Europe's single currency dipped Wednesday even as other risk assets like commodities and stocks built on earlier gains made when Pfizer and its partners said on Monday that their coronavirus vaccine candidate had demonstrated high effectiveness in clinical trials. Vaccine progress provides alternatives to the so-called lockdown of people, companies and economies in the name of containing the coronavirus.

Vaccine progress bolstered the rally in risk assets that was ignited when last week's U.S. election appeared to show Democratic Party challenger Joe Biden beating President Donald Trump in the race for the White House but falling short of the support needed for a Congressional majority. 

Above: Euro-to-Dollar rate at dai;y intervals alongside S&P 500 index futures (black line, left axis).

"A move out of USDs and into high yield currencies is likely to lend support to commodity sensitive currencies in the G10 space. Oil prices have risen notably since the start of the week," Foley writes in a Tuesday note to clients. "That said, since it will still be some time before a vaccine reaches large proportions of the global population, the news can not detract from the fact than many people, particularly in the US and Europe, are facing a difficult winter."

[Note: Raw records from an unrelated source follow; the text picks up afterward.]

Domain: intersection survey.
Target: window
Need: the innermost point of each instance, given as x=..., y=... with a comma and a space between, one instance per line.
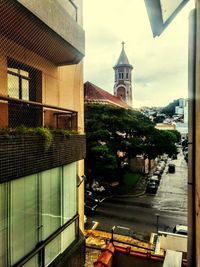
x=121, y=75
x=18, y=83
x=34, y=207
x=69, y=192
x=50, y=201
x=24, y=83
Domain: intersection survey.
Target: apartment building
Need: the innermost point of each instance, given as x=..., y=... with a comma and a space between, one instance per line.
x=41, y=169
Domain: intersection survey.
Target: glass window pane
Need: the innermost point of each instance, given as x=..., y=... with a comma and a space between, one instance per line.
x=69, y=191
x=25, y=89
x=13, y=70
x=32, y=263
x=50, y=201
x=23, y=217
x=52, y=250
x=24, y=73
x=3, y=225
x=13, y=86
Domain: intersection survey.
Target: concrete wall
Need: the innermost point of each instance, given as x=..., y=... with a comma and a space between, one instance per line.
x=197, y=138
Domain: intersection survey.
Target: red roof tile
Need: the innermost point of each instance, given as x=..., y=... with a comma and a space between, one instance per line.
x=95, y=94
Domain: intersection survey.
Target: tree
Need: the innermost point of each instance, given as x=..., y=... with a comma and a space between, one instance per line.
x=170, y=109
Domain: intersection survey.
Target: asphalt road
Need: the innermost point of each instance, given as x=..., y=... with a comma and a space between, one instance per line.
x=140, y=214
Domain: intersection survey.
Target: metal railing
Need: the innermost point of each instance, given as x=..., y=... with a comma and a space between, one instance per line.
x=17, y=112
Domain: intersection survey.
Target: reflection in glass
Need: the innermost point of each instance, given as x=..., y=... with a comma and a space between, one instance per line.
x=13, y=86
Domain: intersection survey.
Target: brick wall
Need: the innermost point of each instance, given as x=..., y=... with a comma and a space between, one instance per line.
x=25, y=155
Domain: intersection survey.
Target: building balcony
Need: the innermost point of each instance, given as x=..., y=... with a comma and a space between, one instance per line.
x=47, y=28
x=25, y=154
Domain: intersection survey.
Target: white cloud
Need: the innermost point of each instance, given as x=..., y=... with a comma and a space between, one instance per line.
x=160, y=64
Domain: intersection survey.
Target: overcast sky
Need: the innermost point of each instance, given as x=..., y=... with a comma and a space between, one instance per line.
x=160, y=64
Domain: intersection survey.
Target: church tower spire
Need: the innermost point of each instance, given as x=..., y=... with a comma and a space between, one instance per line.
x=123, y=79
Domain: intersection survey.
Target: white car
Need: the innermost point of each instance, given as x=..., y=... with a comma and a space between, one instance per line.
x=180, y=229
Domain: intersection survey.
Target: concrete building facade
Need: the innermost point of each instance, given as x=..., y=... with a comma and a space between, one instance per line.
x=41, y=189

November newsflow has been positive for the Euro but Foley has warned that ongoing hurdles in the vaccine development process combined with a lack of production capacity, which risks creating supply bottlenecks, could mean it's months or even years yet before parts of the global population can hope to be vaccinated. This and other factors are seen keeping investors' enthusiasm for the Euro in check ahead of the December ECB meeting.

Investors widely expect a package of new measures aimed at supporting the Eurozone economy through its second so-called lockdown in December, although there's uncertainty over the fate of already-negative deposit rate.  

"While there are still risks on the horizon, we have curtailed our expectations for another round of USD strength and revised up our 3 month EUR/USD forecast to 1.17 from 1.16 and our 6 mth forecast to 1.18 from 1.14," Foley says. "Positions have been pared back but given that Europe is suffering substantially from a second wave and is facing a double dip is economic output in Q4, we see upside potential from the EUR as being fairly limited particularly ahead of the December ECB meeting." 

Above: Euro-to-Dollar rate at weekly intervals alongside U.S. Dollar Index (black line, left axis).